Given two end points, we can simulate a Brownian bridge that connects them. That is, we simulate a Brownain motion conditionally on the end points. The function rBrownianBridge does this efficiently. Here, we sumliate a large number of bridges, and plot only the first few:

  tv <- 10:20
  n <- 1e4
  B0T <- c(15,5)
  sigma <- 2
  BB <- replicate(n,rBrownianBridge(tv,sigma=sigma,B0T=B0T))
  
  matplot(tv,BB[,1:10],type="l",lty=1)

We can verify the statistics by plotting the mean and variance of the bridge. We compare with the analytical results: The expectation follows a straight line connecting the end points, and the variance is a quadratic, which vanishes at the end points and has slope \(\pm 1\) at the end points.

par(mfrow=c(1,2))
plot(tv,apply(BB,1,mean),xlab="t",ylab="mean")
lines(range(tv),B0T)
plot(tv,apply(BB,1,var),xlab="t",ylab="var")
lines(tv,sigma^2*(tv-tv[1])*(1-(tv-tv[1])/diff(range(tv))))

Simulation of the maximum of Brownian motion

We study the maximum of the Brownian motion over a given time interval. We have the analytical result:

\[ \mathbf{P}(S_t \geq x) = 2\mathbf{P}( B_t \geq x) \]

where

\[ S_t= \max\{ B_s : 0\leq s \leq t \} \]

The following code simulates a number of sample paths of Brownian motion \(B_t\) over a time interval \(t=0,\ldots,Nt\). For each sample path we compute the maximum. We plot the the empirical statistics of the maximum against the analytical result.
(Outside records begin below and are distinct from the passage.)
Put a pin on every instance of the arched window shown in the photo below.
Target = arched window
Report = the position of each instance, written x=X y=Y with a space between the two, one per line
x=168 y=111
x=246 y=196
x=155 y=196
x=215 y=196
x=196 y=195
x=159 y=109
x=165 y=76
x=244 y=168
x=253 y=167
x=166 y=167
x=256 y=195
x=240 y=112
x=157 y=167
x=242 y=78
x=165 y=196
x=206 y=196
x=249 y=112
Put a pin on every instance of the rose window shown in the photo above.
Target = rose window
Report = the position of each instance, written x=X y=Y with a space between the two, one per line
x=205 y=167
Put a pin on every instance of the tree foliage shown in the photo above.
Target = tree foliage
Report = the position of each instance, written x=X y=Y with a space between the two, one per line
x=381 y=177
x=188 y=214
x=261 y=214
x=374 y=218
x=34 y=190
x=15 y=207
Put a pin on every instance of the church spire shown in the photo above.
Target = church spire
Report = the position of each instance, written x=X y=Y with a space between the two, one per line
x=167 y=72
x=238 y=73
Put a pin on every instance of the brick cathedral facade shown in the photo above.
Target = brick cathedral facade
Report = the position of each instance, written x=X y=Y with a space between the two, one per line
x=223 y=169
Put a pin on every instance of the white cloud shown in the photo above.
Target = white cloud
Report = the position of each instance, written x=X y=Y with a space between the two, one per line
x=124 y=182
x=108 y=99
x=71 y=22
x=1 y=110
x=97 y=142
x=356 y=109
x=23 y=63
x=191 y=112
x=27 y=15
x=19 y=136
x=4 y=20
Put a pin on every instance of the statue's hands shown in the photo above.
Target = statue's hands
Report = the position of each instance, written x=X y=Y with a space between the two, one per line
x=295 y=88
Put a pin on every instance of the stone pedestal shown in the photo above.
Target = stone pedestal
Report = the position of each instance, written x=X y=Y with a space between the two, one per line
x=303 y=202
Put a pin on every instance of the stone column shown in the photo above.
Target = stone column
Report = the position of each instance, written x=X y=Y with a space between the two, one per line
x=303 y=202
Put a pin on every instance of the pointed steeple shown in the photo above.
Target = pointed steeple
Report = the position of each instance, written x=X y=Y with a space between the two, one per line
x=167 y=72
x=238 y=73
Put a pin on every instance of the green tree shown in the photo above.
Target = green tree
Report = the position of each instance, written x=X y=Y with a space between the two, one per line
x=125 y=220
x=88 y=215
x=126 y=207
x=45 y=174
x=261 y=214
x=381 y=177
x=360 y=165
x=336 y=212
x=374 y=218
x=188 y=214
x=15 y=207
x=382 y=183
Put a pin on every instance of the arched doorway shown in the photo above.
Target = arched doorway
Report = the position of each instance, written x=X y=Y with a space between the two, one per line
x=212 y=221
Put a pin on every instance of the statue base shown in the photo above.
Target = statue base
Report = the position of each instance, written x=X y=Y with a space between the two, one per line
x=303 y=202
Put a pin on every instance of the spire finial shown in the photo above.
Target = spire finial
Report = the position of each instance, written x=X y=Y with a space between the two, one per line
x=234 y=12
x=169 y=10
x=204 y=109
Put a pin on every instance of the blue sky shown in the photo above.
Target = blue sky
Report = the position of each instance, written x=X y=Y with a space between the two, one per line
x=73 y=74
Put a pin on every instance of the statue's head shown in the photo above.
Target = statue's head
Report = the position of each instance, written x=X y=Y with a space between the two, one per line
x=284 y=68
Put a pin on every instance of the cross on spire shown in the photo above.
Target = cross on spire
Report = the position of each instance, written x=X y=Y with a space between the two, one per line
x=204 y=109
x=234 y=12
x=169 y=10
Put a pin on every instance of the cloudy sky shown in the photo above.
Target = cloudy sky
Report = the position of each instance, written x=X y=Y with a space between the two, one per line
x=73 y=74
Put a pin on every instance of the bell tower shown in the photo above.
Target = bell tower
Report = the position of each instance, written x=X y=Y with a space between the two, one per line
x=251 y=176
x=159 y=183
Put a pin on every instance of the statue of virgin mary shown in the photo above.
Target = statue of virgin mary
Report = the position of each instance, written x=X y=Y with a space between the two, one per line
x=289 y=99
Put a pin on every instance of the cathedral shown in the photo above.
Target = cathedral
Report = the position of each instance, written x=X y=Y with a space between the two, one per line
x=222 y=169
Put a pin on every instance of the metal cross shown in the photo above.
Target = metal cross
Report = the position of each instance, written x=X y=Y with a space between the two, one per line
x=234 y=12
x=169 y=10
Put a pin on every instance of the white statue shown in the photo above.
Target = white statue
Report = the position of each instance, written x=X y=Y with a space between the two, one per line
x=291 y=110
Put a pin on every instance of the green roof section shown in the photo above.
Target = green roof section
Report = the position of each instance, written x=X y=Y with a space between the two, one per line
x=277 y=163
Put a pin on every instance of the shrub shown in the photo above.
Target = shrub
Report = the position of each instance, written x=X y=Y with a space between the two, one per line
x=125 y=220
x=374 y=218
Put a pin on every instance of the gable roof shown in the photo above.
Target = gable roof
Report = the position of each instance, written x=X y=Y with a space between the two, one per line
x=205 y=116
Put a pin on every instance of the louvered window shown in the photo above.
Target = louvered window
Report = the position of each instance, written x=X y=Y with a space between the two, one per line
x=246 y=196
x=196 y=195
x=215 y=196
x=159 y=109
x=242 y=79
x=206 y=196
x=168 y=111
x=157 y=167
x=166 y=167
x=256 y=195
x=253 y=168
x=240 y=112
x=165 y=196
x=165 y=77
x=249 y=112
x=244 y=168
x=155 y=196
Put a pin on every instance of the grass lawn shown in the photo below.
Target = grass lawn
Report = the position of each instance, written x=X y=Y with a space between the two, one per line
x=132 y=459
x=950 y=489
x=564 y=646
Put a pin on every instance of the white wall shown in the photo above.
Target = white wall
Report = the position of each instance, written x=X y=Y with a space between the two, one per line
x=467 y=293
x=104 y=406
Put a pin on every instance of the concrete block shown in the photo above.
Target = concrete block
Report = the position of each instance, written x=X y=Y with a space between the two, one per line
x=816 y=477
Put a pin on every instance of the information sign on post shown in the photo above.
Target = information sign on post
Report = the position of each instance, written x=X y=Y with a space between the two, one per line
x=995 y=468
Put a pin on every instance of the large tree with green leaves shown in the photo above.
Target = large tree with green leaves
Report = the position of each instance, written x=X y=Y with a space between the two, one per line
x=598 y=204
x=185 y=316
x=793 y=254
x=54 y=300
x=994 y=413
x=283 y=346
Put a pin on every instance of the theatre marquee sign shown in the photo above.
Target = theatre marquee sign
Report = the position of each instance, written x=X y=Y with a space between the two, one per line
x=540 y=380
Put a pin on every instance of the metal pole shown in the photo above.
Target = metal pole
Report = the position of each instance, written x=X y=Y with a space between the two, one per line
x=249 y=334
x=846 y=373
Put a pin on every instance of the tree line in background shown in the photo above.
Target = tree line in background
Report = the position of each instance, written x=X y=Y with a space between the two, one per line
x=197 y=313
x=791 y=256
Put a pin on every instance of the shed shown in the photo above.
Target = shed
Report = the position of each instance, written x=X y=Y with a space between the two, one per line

The statistics are the histogram, which should be compared with the probability density function (pdf), and the complementary cumulated distribution function (ccdf), also referred to as the survival function.

require(SDEtools)

hist.maxBM.compare.analytical.Monte.Carlo <- function(Nt,Np)
{ 
  ## Simulate Np trajectories of BM on {0,1,...,Nt}
  B <- rvBM(0:Nt,Np)
  
  ## Compute max(B) 
  maxB <- apply(B,2,max)

  ## Histogram of max(B) vs theoretical p.d.f.  
  hist(maxB,freq=FALSE,xlab="x",ylab="P.d.f.",
       main="Pdf of max(BM)")
  plot(function(x)2*dnorm(x,sd=sqrt(Nt)),from=0,to=max(maxB),add=TRUE)

  ## Empirical vs. theoretical survival function of max(B)
  plot(sort(maxB),seq(1,0,length=Np),type="s",xlab="x",ylab="Ccdf, P(X>x)",
       main="Ccdf of max(BM)")
  plot(function(x)2-2*pnorm(x,sd=sqrt(Nt)),from=0,to=max(maxB),add=TRUE)
}

We first try the comparison using 1000 sample paths (which is sufficient) and over 1000 time steps:

hist.maxBM.compare.analytical.Monte.Carlo(Nt=1000,Np=1000)

We see that there is excellent agreement between the maximum and the theoretical prediction.

The next graph repeats this for a small number of time steps, \(N_t=10\).

hist.maxBM.compare.analytical.Monte.Carlo(Nt=10,Np=1000)

We see that there is poor agreement now. The reason is the difference between the continuous-time maximum

\[ \max\{ B_s : 0 \leq s \leq t\} \]

and the maximum of the sampled process

\[ \max\{ B_s : s=0,1,\ldots,t\} \]

When \(t\) is small, this difference becomes more important.